Sweet Jesus, I never thought he’d come back and haunt you both with it, and that’s why I’m telling you this. Because when a good man dies, it’s reason to weep, and he died that day and we wept and he went away and buried himself and he’s dead now, dead and can’t be resurrected. So don’t hate him and don’t worry him, and try to understand that not everything that happens on this earth has a reason behind it that we can find in the prayer book. Not even the priests have answers for things like this. It’s a mystery we can’t solve any more than we can solve the meaning of the stars. Let the man be, for the love of the sweet infant Jesus, let the man be.
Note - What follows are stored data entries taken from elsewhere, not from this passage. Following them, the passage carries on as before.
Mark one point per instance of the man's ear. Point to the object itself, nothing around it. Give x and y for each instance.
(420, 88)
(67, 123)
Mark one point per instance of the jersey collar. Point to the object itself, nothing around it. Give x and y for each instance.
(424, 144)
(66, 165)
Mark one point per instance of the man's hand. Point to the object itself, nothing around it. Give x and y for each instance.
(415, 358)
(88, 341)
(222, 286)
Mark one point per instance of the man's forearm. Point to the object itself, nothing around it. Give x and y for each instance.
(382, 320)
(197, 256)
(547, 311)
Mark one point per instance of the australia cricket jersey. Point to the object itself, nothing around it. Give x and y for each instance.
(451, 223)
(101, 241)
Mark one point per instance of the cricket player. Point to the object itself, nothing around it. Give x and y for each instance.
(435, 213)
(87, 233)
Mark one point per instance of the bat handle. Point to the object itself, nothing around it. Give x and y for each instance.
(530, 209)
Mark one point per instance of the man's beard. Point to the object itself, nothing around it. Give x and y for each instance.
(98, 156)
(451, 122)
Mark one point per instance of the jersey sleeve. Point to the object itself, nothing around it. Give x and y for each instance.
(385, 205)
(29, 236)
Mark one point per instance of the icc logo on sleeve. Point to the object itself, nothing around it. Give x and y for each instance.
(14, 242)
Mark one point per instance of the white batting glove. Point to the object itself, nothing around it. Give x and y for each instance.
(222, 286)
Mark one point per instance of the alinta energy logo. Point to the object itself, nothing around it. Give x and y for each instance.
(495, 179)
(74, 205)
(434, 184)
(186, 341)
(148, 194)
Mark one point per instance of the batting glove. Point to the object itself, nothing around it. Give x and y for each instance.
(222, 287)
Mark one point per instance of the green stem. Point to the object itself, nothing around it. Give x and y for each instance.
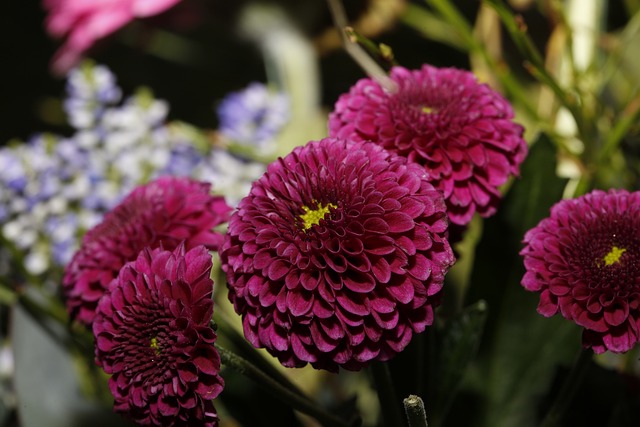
(389, 401)
(468, 41)
(625, 121)
(247, 351)
(416, 414)
(573, 381)
(297, 402)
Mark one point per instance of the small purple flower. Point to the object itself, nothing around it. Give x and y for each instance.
(584, 261)
(337, 256)
(153, 335)
(254, 115)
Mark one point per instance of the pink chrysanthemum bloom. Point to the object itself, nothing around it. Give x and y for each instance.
(84, 22)
(461, 131)
(166, 211)
(584, 261)
(337, 256)
(153, 335)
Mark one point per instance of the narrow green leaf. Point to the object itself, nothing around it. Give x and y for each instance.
(459, 344)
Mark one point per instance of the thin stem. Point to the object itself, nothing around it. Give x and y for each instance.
(571, 384)
(358, 54)
(241, 345)
(416, 414)
(389, 401)
(461, 28)
(298, 402)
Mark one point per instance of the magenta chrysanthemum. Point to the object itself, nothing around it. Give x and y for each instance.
(441, 118)
(166, 211)
(584, 261)
(337, 256)
(153, 335)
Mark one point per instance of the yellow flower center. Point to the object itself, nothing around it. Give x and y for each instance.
(311, 217)
(614, 255)
(155, 346)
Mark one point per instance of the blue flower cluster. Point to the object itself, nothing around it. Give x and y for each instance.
(254, 116)
(53, 188)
Billy stared at the woman next to him and smiled.
“What’s your name?”
“Helen.”
“Do you have any money, Helen?”
“There’s a few dollars left of what he had. We’ll get a room with that when he wakes up.”
Billy took out his money, fifty-seven dollars, and pressed it into Helen’s hand.
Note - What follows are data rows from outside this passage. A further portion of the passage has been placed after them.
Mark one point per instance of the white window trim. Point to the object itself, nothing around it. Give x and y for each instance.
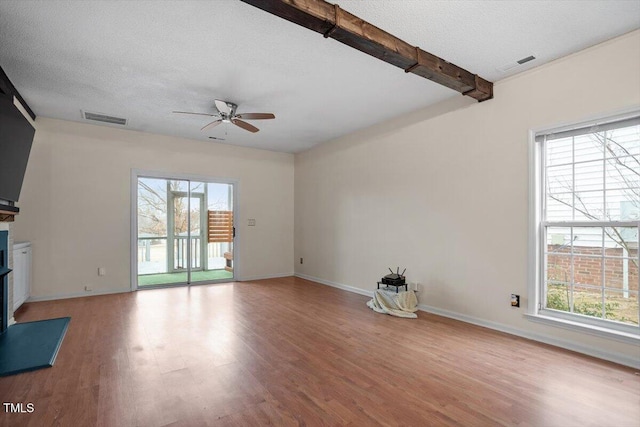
(534, 311)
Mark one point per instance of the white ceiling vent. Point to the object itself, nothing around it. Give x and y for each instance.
(518, 63)
(97, 117)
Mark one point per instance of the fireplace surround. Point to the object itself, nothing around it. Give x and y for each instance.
(4, 280)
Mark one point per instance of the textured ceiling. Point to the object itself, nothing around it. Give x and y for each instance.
(142, 59)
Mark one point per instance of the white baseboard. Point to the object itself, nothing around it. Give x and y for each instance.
(568, 345)
(275, 276)
(78, 295)
(336, 285)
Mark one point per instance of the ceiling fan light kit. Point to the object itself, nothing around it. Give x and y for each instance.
(227, 114)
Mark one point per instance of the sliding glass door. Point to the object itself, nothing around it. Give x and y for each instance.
(184, 231)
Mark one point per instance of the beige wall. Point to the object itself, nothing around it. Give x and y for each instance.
(444, 192)
(75, 202)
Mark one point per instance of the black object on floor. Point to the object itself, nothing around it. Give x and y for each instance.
(31, 345)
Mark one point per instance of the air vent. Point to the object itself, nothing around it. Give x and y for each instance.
(97, 117)
(510, 66)
(527, 59)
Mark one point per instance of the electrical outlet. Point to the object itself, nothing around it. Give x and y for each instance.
(515, 300)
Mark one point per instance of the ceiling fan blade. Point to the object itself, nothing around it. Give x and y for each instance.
(245, 125)
(197, 114)
(222, 106)
(212, 124)
(255, 116)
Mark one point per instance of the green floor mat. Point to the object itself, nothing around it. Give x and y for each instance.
(31, 345)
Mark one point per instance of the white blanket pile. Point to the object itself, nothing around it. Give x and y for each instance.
(401, 304)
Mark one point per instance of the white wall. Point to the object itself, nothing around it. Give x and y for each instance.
(444, 192)
(75, 202)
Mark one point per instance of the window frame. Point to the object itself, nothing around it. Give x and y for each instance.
(537, 238)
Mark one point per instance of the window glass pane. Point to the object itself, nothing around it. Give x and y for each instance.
(588, 147)
(587, 300)
(587, 270)
(623, 142)
(560, 179)
(592, 271)
(621, 241)
(558, 269)
(558, 297)
(589, 176)
(589, 205)
(559, 207)
(621, 274)
(623, 172)
(587, 241)
(559, 151)
(622, 306)
(558, 239)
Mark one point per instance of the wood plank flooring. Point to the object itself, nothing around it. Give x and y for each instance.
(291, 352)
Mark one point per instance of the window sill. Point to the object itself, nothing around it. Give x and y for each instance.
(625, 337)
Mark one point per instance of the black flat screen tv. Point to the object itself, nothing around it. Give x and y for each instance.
(16, 137)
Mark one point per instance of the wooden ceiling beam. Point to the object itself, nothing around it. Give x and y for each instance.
(332, 21)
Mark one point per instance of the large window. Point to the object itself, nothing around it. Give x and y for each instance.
(586, 224)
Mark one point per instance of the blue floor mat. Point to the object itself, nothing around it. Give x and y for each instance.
(31, 345)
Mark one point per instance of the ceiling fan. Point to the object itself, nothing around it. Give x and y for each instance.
(227, 114)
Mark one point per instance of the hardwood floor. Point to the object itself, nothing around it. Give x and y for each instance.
(292, 352)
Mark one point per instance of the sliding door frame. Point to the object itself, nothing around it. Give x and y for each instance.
(141, 173)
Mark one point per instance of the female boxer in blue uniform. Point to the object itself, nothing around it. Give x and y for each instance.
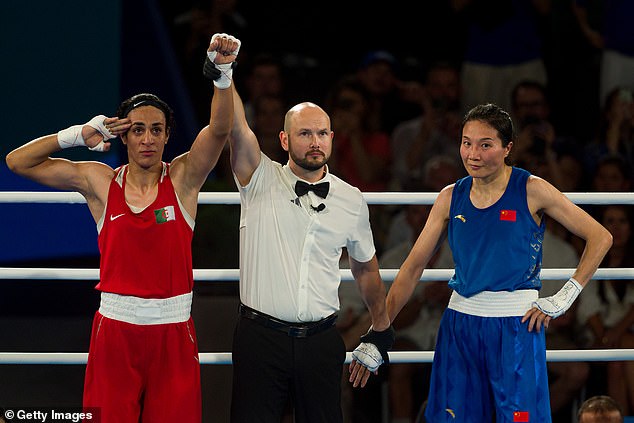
(490, 357)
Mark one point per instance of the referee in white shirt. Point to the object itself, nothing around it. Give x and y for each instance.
(295, 220)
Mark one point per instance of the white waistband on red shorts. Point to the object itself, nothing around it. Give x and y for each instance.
(494, 304)
(146, 311)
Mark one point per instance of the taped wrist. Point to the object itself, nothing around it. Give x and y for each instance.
(382, 340)
(226, 73)
(557, 304)
(209, 70)
(71, 137)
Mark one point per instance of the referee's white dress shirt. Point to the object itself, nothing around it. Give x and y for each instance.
(289, 253)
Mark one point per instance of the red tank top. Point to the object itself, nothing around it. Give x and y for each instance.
(146, 254)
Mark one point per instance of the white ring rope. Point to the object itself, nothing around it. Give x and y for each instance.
(346, 275)
(51, 273)
(371, 197)
(395, 357)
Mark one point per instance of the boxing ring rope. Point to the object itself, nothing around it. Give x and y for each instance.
(384, 198)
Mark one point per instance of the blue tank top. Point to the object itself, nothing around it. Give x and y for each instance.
(498, 248)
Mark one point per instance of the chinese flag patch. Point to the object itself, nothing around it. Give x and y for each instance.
(508, 215)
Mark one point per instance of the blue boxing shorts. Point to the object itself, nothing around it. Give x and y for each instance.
(485, 366)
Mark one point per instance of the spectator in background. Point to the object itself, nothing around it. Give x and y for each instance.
(606, 308)
(439, 172)
(435, 131)
(539, 147)
(616, 131)
(378, 73)
(264, 77)
(600, 409)
(504, 46)
(361, 153)
(268, 121)
(612, 174)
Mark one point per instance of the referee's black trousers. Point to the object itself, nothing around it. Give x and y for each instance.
(270, 367)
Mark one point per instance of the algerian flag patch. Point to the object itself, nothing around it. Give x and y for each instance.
(165, 214)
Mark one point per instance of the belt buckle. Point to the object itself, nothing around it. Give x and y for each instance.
(298, 332)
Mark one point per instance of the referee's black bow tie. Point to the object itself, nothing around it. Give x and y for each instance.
(302, 188)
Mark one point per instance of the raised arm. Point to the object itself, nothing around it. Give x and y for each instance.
(190, 170)
(90, 178)
(245, 148)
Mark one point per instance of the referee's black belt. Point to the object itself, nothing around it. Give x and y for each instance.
(296, 330)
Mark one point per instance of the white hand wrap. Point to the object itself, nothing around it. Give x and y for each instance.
(368, 356)
(557, 304)
(71, 136)
(226, 69)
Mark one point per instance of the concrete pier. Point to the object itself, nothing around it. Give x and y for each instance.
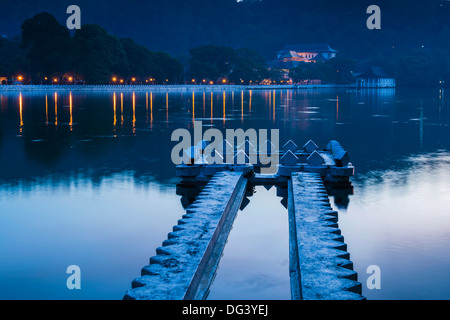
(319, 264)
(185, 265)
(320, 268)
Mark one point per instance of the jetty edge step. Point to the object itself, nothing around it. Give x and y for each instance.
(185, 265)
(320, 266)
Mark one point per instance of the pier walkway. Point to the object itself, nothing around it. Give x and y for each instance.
(185, 265)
“Now you can get a room, or get as drunk as he is if you like. Tell him Billy was here to say hello.”
Billy tossed the newspaper on the table.
“And tell him he can read all about me and him both in the paper. This paper.”
“Who are you?”
“I told you. I’m Billy.”
“Billy You’re the boy.”
“Boy, my ass. I’m a goddamn man-eating tiger.”
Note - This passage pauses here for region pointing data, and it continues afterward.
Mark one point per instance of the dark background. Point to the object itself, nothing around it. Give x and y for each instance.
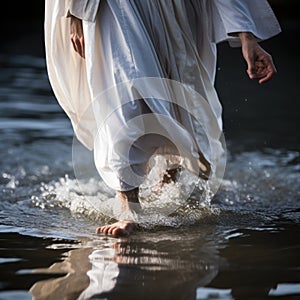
(255, 116)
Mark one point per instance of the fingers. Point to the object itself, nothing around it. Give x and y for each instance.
(78, 45)
(261, 68)
(76, 35)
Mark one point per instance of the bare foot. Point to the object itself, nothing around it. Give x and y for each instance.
(130, 203)
(120, 228)
(170, 176)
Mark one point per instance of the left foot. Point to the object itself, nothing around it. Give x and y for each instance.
(120, 228)
(130, 204)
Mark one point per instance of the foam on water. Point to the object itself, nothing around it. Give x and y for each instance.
(264, 184)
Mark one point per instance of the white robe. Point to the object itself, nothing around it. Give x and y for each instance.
(129, 46)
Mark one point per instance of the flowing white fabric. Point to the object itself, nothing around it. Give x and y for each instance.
(115, 94)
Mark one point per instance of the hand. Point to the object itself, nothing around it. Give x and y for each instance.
(260, 63)
(76, 34)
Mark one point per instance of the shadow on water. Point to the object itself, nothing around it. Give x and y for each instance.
(213, 262)
(244, 246)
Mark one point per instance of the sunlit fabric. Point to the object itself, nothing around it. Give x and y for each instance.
(126, 41)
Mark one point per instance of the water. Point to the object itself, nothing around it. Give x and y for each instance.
(244, 245)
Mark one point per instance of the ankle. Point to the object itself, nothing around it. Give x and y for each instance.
(129, 196)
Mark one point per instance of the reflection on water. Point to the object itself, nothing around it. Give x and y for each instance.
(201, 264)
(243, 245)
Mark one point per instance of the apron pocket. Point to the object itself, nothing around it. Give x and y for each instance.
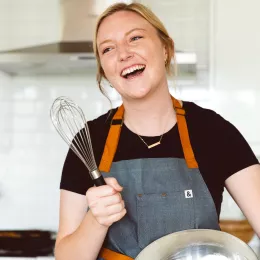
(161, 214)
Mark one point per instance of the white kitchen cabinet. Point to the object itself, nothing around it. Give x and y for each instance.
(28, 22)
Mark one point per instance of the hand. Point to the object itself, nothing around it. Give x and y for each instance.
(105, 202)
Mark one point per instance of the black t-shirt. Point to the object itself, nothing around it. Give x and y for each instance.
(219, 149)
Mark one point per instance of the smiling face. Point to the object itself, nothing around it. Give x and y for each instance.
(131, 54)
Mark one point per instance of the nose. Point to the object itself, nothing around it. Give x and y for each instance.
(124, 53)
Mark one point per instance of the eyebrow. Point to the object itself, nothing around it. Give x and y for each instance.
(135, 29)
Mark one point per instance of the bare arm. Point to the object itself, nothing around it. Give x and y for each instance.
(244, 187)
(80, 236)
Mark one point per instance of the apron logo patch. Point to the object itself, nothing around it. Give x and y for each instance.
(188, 194)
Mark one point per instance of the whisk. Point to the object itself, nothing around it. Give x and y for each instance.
(70, 122)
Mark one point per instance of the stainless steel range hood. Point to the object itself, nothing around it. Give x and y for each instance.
(73, 52)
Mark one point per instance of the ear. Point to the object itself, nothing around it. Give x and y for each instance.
(165, 53)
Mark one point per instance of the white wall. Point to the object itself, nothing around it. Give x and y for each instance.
(32, 153)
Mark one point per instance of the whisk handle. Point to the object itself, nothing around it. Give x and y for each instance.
(99, 181)
(97, 178)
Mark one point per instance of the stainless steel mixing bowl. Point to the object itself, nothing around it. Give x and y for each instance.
(195, 244)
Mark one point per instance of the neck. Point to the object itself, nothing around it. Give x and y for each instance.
(150, 116)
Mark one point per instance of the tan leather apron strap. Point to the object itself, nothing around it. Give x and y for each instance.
(184, 135)
(108, 254)
(115, 130)
(112, 140)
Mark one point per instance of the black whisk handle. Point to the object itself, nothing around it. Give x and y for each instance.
(97, 178)
(99, 181)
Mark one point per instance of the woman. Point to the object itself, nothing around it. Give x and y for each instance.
(166, 162)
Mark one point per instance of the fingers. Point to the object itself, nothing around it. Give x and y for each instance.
(106, 202)
(113, 183)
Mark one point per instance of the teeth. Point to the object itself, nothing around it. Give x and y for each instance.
(132, 69)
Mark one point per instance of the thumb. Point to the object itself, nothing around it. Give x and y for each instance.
(111, 181)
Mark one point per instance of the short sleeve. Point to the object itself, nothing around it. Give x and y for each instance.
(234, 152)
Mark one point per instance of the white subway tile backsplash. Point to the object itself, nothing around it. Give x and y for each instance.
(32, 153)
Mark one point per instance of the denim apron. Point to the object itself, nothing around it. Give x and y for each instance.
(162, 195)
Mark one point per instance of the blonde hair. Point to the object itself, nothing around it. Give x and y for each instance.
(148, 15)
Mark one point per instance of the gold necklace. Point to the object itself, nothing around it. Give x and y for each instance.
(154, 144)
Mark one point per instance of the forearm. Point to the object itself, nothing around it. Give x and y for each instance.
(85, 243)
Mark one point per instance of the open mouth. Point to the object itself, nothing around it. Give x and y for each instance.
(133, 72)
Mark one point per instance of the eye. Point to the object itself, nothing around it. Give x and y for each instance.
(135, 38)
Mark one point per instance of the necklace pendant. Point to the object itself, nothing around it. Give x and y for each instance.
(153, 145)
He stood up and parted Helen on the beret.
“Good night, Helen,” he said. “Have a good time.”
“God bless your generosity.”
“Generosity can go piss up a rainpipe,” Billy said, and he started to laugh. The laugh storm again. The coughing, the tears of mirth. He moved toward Spanish George’s door, laughing and telling the old bums who watched him: “Generosity can go piss up two rainpipes for all I give a good goddamn.”
He halted in the doorway.
“Anybody here like to disagree with me?”
“You fuck with me,” said the bum with the trimmed mustache, “I’ll cut your head off.”
“Now you’re talkin’,” Billy said. “Now you’re talkin’.”
Eighteen
Billy could go anywhere now, anywhere in town. He was broke. All the way broke.
He began to run, loping across a vacant lot, where a man was warming himself by a bonfire. It had grown chillier. No place for that fellow to go.
Billy could always get a buck. But where now?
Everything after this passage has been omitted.